Strengths and limitations

The present study has several strengths. The previous investigations from the Middle East were conducted with a limited number of participants while the current study was conducted in a large sample size including both sexes of Iranian adults. Moreover, we adjusted for several important confounders that might affect psychological situations. In addition, the study participants were selected from the general population and this will help the generalizability of our results. This is while the majority of previous investigations were conducted in a specific population, a specific age group, or a particular gender. After all, to the best of our knowledge, it is the first study that reports the relationship between major dietary patterns and severe psychological disorders in a Middle Eastern country; This is while other studies also included those with moderate disorders.

There are several limitations to our study that should be interpreted with caution. First, because of the cross-sectional design, causality cannot be inferred from the current findings; therefore, prospective observational studies like cohort or nested case-control studies are highly necessitated to confirm our results. Although we used a validated FFQ for the assessment of dietary intakes, some degree of measurement error, misclassification, and recall bias might be distorted the results [63]. Moreover, the DASS-21 is not a diagnostic tool and the cut-points for mental health symptom severity were defined according to a previous investigation in Iranians [64]. These may not be comparable to rates of mental health conditions reported in existing study. However, the DASS-21, as a screening tool, has demonstrated a good correlation with tools which have been validated against diagnostic criteria [65]. Besides, the proportions of individuals with severe depression (7.6%), anxiety (10.0%), and stress (3.1%) symptoms were small. The recall bias and misclassification might result in attenuated risk estimates. In addition, the magnitudes of the differences found in Table 5 were extremely small. So, it seems that the differences in depression, anxiety, and stress symptoms across quintiles of dietary patterns are not clinically significant.

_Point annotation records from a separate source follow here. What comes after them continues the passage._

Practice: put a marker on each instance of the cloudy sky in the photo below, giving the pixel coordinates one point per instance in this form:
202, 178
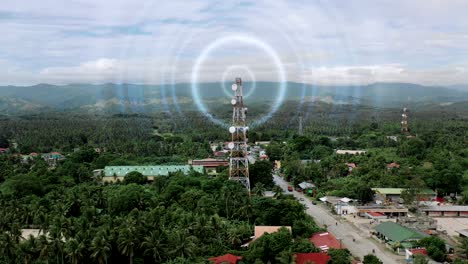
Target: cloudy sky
312, 41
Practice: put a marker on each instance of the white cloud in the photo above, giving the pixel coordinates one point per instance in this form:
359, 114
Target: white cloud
424, 41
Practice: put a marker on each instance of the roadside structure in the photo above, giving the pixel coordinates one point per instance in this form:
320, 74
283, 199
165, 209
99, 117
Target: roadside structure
398, 236
316, 258
393, 195
324, 241
210, 164
446, 211
118, 173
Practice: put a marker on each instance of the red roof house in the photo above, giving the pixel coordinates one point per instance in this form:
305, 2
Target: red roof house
219, 154
210, 163
325, 241
316, 258
228, 258
393, 165
418, 251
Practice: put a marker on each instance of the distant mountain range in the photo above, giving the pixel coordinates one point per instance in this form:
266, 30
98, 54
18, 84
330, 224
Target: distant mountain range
112, 98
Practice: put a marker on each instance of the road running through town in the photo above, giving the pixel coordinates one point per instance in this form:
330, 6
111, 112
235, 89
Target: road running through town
343, 231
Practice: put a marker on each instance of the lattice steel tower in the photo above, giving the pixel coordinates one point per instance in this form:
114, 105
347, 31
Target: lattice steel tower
239, 162
404, 121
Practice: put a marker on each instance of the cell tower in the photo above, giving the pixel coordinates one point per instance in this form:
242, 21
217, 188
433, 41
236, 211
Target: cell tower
301, 129
404, 121
238, 162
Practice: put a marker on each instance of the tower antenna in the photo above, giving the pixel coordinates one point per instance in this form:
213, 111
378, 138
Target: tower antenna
238, 161
404, 121
301, 129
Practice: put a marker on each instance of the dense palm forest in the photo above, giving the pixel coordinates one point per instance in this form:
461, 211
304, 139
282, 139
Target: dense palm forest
187, 219
176, 219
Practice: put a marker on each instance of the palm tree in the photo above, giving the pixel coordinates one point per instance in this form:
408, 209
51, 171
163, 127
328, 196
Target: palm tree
182, 244
278, 190
259, 189
44, 248
100, 248
128, 242
8, 247
154, 244
56, 243
74, 250
29, 248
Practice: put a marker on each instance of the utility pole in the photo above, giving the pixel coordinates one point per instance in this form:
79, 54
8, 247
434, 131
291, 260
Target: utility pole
404, 121
301, 129
238, 161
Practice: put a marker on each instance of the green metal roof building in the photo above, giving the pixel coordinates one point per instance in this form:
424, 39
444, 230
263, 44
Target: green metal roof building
149, 171
393, 232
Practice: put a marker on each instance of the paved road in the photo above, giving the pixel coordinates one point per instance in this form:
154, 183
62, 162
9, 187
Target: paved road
362, 245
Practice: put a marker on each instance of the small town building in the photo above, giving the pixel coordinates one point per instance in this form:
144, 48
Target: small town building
306, 185
220, 154
397, 235
225, 259
350, 152
118, 173
351, 166
316, 258
446, 211
341, 205
375, 215
389, 211
262, 143
324, 241
422, 223
393, 195
261, 230
210, 164
411, 253
277, 165
463, 232
52, 158
393, 165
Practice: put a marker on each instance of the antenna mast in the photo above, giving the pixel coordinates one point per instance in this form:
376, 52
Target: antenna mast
301, 129
238, 162
404, 121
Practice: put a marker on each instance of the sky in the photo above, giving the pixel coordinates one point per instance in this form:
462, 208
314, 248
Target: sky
160, 42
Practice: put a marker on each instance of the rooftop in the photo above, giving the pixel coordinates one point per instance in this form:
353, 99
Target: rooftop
393, 165
119, 171
397, 191
456, 208
228, 258
261, 230
352, 152
325, 241
317, 258
398, 233
418, 251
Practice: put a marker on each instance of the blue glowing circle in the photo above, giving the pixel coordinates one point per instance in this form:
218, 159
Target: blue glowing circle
245, 68
245, 40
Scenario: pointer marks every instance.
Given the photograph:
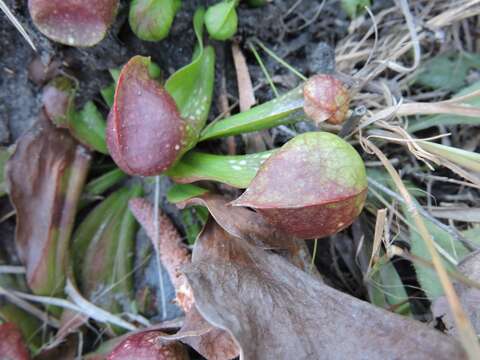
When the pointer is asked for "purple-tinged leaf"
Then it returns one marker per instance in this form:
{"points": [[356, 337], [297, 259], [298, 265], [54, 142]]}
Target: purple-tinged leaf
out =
{"points": [[145, 133], [45, 177], [312, 187], [73, 22]]}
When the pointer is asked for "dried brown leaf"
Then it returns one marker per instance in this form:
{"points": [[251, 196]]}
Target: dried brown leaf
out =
{"points": [[45, 176], [213, 343], [252, 227]]}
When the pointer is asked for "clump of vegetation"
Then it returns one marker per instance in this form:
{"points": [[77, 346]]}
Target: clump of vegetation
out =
{"points": [[331, 181]]}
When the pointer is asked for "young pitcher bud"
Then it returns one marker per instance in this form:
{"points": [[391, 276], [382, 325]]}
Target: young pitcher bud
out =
{"points": [[326, 99]]}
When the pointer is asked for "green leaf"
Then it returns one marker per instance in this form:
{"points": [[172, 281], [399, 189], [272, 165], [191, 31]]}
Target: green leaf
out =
{"points": [[88, 127], [194, 219], [448, 246], [237, 170], [151, 20], [221, 20], [108, 94], [103, 249], [192, 86], [286, 109], [387, 282], [354, 7], [181, 192], [99, 185]]}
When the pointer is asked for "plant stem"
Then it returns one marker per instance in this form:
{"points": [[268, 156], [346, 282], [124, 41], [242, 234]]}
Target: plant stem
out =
{"points": [[286, 109]]}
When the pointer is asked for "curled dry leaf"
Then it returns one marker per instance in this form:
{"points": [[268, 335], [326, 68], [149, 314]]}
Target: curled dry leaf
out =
{"points": [[45, 176], [148, 346], [11, 343], [276, 311], [73, 22], [252, 227], [326, 98], [145, 133], [314, 186], [212, 343], [241, 222], [469, 296]]}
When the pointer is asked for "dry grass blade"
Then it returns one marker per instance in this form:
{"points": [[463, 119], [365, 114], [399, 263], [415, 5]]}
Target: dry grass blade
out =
{"points": [[419, 108], [466, 331]]}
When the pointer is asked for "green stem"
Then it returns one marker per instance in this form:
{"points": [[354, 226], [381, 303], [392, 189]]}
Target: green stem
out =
{"points": [[286, 109], [237, 170]]}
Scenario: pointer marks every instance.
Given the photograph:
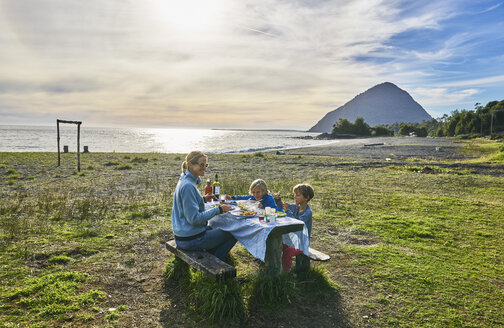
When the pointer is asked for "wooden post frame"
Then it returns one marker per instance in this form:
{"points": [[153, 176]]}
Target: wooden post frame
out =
{"points": [[78, 140]]}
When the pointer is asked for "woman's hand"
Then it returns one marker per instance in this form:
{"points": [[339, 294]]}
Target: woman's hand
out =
{"points": [[208, 197], [225, 208]]}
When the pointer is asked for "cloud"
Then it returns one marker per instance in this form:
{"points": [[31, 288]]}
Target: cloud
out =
{"points": [[233, 63], [443, 96]]}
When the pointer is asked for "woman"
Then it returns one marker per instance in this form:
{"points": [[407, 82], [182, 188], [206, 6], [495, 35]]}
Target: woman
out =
{"points": [[259, 192], [189, 218]]}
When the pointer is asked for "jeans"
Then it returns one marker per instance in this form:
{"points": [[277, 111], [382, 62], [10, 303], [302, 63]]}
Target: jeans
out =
{"points": [[216, 242]]}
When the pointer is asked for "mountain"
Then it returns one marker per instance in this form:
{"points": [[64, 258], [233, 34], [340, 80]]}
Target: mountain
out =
{"points": [[384, 103]]}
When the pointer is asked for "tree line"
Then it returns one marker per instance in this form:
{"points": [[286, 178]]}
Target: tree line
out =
{"points": [[483, 120]]}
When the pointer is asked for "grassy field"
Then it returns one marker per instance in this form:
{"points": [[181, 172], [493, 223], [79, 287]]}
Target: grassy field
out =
{"points": [[412, 243]]}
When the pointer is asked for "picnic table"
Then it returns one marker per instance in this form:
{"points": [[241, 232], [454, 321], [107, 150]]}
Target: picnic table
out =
{"points": [[264, 240]]}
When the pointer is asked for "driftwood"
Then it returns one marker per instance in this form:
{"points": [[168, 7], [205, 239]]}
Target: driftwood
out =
{"points": [[204, 262]]}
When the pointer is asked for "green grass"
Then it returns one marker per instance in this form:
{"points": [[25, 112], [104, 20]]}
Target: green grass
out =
{"points": [[408, 249]]}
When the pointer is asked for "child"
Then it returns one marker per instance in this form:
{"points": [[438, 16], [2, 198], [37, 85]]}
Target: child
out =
{"points": [[303, 193], [259, 191]]}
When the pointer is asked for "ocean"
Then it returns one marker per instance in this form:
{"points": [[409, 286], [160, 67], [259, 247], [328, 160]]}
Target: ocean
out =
{"points": [[18, 138]]}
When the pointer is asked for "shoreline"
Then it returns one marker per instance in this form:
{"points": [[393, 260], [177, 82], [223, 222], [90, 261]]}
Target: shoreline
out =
{"points": [[384, 147]]}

It should also be noted that although several important confounding variables were adjusted in our study, it is not possible to exclude the effects of residual confounding from unknown or unmeasured factors. It should be considered that we could not assess all psychological determinants of depression, anxiety and stress and adjust them for the associations. The subjective or arbitrary decisions have been made when determining the number of factors to extract and choosing the method of rotation and labeling the main factors. Further cohort studies evaluating the role of other relevant confounders and mediators of this relationship are required to confirm our findings.

Conclusions

In conclusion, this cross-sectional study demonstrated that individuals who consume a diet higher in dried fruits, canned fruits, fruit juice, olive and olive oil, hydrogenated fats, and fruits have a lower prevalence of severe depression, anxiety, and stress symptoms. Future prospective investigations are required to confirm our findings.